Hpack: A Simpler Package Format

backpack.jpg

In the last few weeks, we've gone through the basics of Cabal and Stack. These are two of the most common package managers for Haskell. Both of these programs help us manage dependencies for our code, and compile it. Both programs use the .cabal file format, as we explored in this article.

But .cabal files have some weaknesses, as we'll explore. Luckily, there's another tool out there called Hpack. With this tool, we'll use a different file format for our project, in a file called package.yaml. We'll run the hpack command, which will read the package file and generate the .cabal file. In this article, we'll explore how this program works.
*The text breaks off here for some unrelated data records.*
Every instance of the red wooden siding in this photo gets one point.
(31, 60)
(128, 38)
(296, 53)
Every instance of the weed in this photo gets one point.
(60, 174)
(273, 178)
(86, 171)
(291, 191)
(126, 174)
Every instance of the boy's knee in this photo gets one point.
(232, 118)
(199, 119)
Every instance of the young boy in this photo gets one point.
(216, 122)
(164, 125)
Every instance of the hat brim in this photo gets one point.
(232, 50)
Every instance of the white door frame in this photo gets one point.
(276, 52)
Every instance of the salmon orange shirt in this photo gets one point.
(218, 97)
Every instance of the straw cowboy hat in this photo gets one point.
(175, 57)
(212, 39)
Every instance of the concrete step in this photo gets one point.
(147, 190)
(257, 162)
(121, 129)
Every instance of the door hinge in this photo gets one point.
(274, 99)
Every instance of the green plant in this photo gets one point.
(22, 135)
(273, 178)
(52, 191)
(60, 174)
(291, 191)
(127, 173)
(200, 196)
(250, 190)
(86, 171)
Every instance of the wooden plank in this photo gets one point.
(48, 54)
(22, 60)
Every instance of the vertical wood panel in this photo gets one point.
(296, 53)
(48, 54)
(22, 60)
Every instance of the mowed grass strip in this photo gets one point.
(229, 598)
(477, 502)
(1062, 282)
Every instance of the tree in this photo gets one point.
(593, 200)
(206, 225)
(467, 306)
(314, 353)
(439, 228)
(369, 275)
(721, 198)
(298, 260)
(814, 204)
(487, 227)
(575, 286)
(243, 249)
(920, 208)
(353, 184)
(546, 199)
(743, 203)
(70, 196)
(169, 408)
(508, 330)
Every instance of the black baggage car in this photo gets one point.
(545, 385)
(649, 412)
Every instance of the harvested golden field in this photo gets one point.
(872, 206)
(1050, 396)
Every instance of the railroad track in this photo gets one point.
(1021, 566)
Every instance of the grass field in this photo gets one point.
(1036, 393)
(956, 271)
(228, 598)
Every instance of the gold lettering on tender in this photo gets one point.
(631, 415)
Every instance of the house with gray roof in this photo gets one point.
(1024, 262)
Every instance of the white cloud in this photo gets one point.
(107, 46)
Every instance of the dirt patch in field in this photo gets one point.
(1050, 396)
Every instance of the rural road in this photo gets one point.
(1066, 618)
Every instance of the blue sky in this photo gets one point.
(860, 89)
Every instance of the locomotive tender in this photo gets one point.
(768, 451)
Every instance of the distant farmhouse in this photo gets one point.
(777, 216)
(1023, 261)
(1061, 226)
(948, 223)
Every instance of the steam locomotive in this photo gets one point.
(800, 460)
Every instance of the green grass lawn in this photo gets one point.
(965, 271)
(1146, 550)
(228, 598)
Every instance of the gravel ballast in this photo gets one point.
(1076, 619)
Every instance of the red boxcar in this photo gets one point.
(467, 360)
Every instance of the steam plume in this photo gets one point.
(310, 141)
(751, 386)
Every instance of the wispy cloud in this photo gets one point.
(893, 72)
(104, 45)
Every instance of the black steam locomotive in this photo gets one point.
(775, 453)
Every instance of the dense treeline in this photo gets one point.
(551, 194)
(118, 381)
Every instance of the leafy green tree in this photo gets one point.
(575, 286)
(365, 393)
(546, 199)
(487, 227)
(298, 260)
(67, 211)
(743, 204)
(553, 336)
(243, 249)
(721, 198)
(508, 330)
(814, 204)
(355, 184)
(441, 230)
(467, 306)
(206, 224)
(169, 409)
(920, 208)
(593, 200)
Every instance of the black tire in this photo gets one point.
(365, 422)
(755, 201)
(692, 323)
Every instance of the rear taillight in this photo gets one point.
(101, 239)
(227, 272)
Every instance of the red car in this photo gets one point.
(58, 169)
In our free Stack mini-course, you'll learn how to use Stack as well as Hpack! If you're new to Haskell, you can also read our Liftoff series to brush up on your skills!

Cabal File Issues

One of the first weaknesses with the .cabal file is that it uses its own unique format. It doesn't use something more common like XML, JSON, YAML, or Markdown. So there's a small learning curve when it comes to questions of format. For instance, what are good indentation practices? What is the "correct" way to make a list of things? When are commas necessary, or not? And if, for whatever reason, you want to parse whatever is in your package file, you'll need a custom parser.

When using Hpack, we'll still have a package file, package.yaml. But this file uses a YAML format. So if your previous work has involved YAML files, that knowledge is more transferable. And if you haven't yet, it's likely you will use YAML at some point in the future. Plus every major language can parse YAML with ease.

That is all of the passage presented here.